Monday, August 02, 2010

Apple Is A New Religion?

Every once in a while something comes along that really fires me up. The movie Serendipity is probably the worst of them all. Fifteen minutes into that film and I'm shouting at the TV. I can't stand the irrational decisions they make! Of course, I don't even like the Game of Life because it subtly encourages bad financial decisions. I know, sometimes I just need to relax...

Well, I recently read an article that managed to get me fired up again. This one came from Fox News and was talking about how Apple is like a religion. It was titled "For Apple Followers, It's a Matter of Faith, Academics Say". Specifically, they bring up four reasons that "Apple is the new religion... It's not a matter of rationality, it's a matter of faith." Each reason is, in my opinion, a half truth. On the surface it seems to make sense, but a half truth amounts to nothing more than a full lie. The part that really upsets me is not that he's attacking Apple, but that he's cheapening religion. OK. Let's dive in.

1) "Apple's creation story epitomizes the humble garage origin of its technology -- not unlike the humble manger of Jesus' birth."

That's a little bit of a stretch. What company didn't have humble beginnings? HP also started out in a garage. This is hardly something special. Furthermore, being born in a manger is not what makes Christ special. It's the fact that Christ is God: all powerful, who could have chosen to be born anywhere, yet chose to be born in a manger. I'm pretty sure Apple didn't have the choice to start in any venue they wanted.
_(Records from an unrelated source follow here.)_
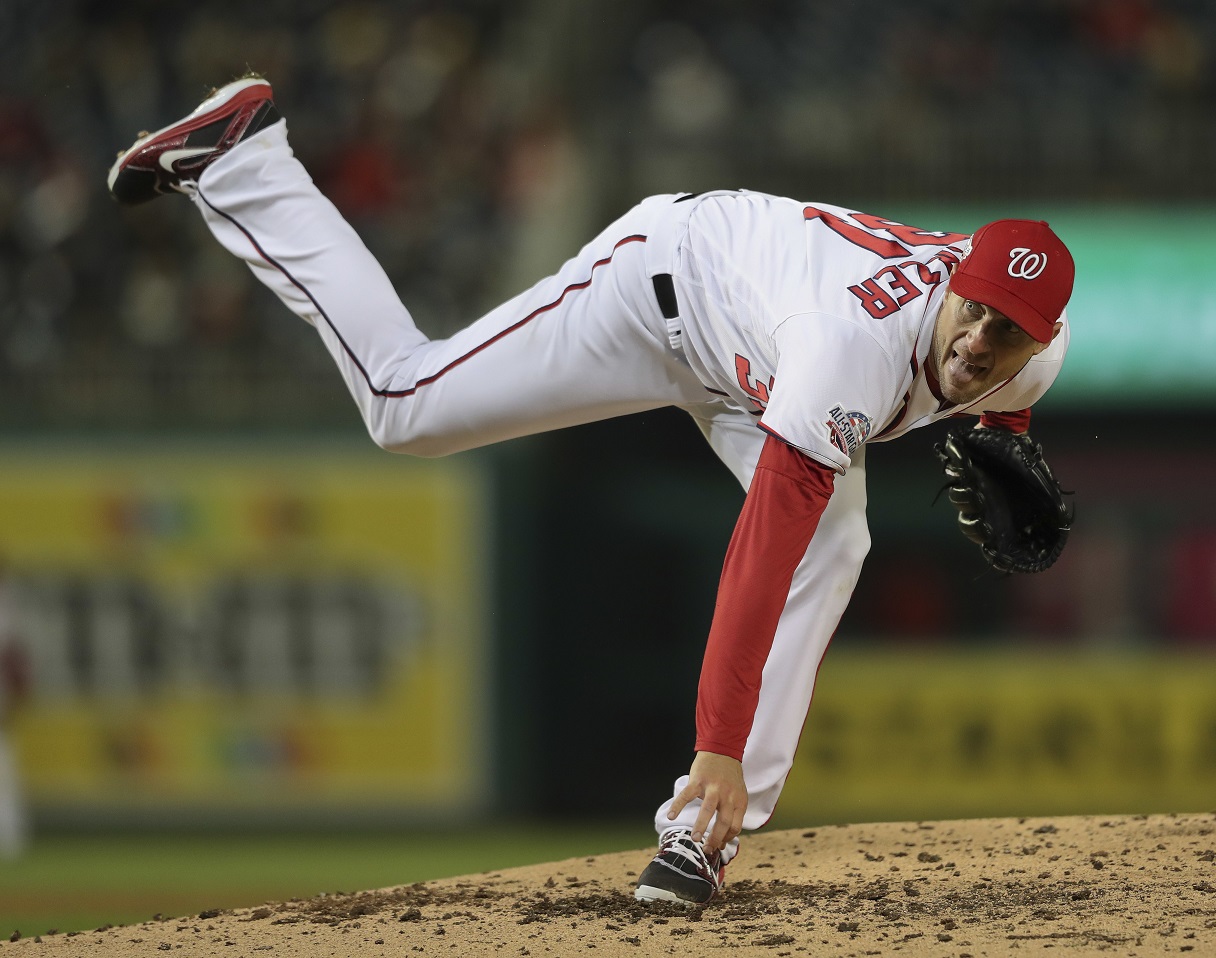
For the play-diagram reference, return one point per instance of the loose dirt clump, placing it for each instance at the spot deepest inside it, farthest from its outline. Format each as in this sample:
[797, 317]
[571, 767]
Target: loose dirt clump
[1081, 886]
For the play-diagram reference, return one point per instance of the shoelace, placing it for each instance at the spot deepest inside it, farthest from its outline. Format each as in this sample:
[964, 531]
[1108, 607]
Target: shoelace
[681, 844]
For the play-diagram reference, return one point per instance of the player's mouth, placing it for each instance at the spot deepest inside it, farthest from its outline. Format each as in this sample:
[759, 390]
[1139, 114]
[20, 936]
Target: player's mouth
[963, 371]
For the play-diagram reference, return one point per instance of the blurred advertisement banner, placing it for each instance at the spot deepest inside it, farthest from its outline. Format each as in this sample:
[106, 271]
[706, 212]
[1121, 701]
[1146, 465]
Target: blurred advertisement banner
[930, 733]
[226, 630]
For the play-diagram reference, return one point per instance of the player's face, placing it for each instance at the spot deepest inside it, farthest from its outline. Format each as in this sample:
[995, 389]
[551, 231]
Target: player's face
[975, 348]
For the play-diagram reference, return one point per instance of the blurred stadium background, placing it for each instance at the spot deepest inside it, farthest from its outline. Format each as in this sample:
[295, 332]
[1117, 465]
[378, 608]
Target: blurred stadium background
[240, 637]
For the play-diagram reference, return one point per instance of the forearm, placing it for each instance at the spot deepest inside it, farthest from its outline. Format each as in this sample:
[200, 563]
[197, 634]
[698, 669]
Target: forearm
[784, 502]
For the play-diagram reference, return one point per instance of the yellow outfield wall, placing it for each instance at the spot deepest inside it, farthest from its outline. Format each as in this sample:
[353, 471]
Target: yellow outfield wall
[230, 629]
[935, 733]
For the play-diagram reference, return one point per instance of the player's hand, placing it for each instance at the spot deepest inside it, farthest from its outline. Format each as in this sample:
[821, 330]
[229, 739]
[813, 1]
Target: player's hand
[718, 782]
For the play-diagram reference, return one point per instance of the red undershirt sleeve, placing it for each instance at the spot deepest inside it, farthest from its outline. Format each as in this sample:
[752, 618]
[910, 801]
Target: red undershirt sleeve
[782, 510]
[1015, 422]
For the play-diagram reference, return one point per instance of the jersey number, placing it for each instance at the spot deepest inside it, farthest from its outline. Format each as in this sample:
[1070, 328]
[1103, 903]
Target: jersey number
[890, 288]
[754, 388]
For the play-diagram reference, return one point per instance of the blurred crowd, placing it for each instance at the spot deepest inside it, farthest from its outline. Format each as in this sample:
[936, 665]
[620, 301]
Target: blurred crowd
[474, 144]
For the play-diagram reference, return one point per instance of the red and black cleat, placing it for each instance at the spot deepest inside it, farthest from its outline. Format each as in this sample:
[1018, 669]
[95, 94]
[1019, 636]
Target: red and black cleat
[163, 161]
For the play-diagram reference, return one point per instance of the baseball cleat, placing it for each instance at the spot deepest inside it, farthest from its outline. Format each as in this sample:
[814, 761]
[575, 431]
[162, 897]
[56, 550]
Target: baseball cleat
[164, 161]
[682, 871]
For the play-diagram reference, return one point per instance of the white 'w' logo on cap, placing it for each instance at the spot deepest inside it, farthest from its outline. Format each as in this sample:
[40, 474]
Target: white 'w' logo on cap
[1026, 265]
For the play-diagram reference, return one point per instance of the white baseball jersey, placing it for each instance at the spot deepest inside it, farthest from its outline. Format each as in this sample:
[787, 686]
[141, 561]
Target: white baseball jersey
[805, 322]
[818, 320]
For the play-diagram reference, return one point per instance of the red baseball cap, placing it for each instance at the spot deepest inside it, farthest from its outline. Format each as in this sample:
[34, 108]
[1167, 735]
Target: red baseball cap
[1022, 269]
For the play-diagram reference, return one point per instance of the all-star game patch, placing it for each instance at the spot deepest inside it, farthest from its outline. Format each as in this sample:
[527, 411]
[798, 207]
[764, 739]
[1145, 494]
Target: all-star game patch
[848, 429]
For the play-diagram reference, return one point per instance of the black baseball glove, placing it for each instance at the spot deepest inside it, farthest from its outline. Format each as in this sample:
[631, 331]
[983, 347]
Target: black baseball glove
[1007, 499]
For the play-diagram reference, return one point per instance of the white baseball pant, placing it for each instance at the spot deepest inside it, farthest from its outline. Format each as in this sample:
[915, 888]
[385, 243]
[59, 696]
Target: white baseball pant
[585, 344]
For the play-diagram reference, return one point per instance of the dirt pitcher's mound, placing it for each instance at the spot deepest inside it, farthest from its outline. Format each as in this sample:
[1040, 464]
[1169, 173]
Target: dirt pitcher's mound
[1119, 885]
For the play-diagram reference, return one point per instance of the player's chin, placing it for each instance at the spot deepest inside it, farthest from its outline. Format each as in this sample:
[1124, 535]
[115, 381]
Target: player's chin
[961, 394]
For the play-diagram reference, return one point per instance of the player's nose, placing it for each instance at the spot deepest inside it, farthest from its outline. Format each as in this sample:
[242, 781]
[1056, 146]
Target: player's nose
[979, 339]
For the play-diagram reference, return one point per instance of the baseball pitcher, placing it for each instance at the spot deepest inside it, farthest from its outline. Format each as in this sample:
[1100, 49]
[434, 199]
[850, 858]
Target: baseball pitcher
[793, 333]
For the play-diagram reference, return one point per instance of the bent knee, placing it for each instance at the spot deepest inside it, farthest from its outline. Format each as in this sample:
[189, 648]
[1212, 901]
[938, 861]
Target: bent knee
[411, 443]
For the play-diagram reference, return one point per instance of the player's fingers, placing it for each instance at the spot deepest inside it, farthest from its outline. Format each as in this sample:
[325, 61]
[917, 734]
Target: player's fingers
[687, 794]
[707, 811]
[718, 838]
[730, 822]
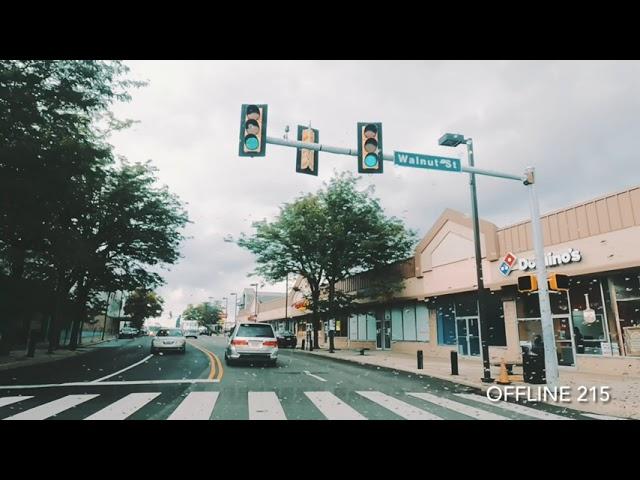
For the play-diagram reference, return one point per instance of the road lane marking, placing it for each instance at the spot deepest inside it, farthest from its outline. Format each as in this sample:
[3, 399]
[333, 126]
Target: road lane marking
[265, 406]
[115, 382]
[11, 400]
[403, 409]
[196, 406]
[212, 359]
[332, 407]
[124, 369]
[463, 408]
[124, 407]
[314, 376]
[514, 407]
[52, 408]
[601, 417]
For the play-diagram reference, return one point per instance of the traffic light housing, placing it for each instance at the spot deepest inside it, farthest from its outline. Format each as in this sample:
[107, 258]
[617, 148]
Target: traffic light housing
[307, 160]
[370, 148]
[559, 282]
[253, 130]
[527, 283]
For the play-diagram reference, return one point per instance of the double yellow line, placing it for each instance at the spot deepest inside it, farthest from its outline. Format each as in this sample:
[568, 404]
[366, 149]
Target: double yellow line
[216, 371]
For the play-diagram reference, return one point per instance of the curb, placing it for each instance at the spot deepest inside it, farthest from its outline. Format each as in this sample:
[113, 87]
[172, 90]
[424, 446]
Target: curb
[394, 369]
[48, 358]
[482, 388]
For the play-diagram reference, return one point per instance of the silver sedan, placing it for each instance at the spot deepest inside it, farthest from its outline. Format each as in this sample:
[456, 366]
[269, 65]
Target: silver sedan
[169, 339]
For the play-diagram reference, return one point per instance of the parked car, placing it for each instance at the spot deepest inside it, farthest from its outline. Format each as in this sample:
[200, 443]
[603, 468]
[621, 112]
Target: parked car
[169, 339]
[252, 341]
[287, 339]
[127, 332]
[153, 331]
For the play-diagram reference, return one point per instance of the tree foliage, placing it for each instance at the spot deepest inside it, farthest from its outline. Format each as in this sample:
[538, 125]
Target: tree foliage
[205, 313]
[327, 236]
[142, 304]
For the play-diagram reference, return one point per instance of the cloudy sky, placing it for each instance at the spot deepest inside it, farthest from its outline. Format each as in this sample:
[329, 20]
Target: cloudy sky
[577, 122]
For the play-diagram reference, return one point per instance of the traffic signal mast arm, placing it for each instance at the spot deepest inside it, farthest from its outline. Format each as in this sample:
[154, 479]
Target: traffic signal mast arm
[389, 158]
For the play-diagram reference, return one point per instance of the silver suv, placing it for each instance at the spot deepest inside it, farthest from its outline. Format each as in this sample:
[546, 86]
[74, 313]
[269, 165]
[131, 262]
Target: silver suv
[252, 341]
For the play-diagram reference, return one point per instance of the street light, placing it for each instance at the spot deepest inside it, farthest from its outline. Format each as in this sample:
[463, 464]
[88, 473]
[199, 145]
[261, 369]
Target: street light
[235, 307]
[453, 140]
[256, 309]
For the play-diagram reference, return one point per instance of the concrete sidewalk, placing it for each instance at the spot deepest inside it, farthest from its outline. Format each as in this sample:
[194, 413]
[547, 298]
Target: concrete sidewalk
[624, 389]
[18, 358]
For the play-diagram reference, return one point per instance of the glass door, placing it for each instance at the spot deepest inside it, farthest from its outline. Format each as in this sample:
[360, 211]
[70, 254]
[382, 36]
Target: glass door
[461, 334]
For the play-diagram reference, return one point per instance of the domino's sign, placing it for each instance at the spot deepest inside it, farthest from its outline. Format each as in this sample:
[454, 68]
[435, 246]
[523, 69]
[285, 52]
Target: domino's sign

2) "Apple CEO Steve Jobs is perceived as a messianic leader who was fired but rose again to save the company."

Really? OK. On the surface I see the similarities, just like Simon in Lord of the Flies. Still, the huge difference is the reason behind the "death". Jobs was let go because he wasn't doing a great job of running the company. When Christ died, he was innocent - he had done nothing wrong. Furthermore, even though Christ was blameless, he took everyone's wrong-doing (aka. sin) with him. So it isn't the act of just dieing and rising up that makes Christ who He is. It's what he did during that time and why he did it.

3) "Apple has traditionally had an evil archenemy, the Devil, as represented first by Microsoft and now by Google."

I don't like this comparison because Christianity isn't about fighting an enemy. Sure, there is the struggle against sin, but that's not the point. The point is to worship God. To focus on the enemy is a mere distraction. Besides, any person or organization that takes a stand will inherently create some "enemies" who disagree. 

4) "Its tablet computer can't play most of the videos on the Web ... its cell phone has trouble making voice calls ... and yet its products are wildly popular... It's not a matter of rationality, it's a matter of faith."

The implication here is huge (and gets to me the most). They're saying that people are buying Apple products irrationally, because they don't work... I guess. This is actually the driving force behind this article. According to the article, the implication is that this is the same way people have an irrational faith in Christ. First, their claim that Apple's products are not great is simply unfounded. Consumers are smart and if the products don't work, people will return them. In 1995 Apple was on its way to bankruptcy because their products weren't great. So people were able to figure it out then, and are even more savvy than ever before. Second, Faith in Christ is also not irrational. I won't go into it here, but instead point to two great articles that show, rationally, how real Christ is. The first is called Lord, Liar, Lunatic and the second is Evidence Of The Resurrection.

Well, I feel better. Apple is not a religion and faith is not irrational.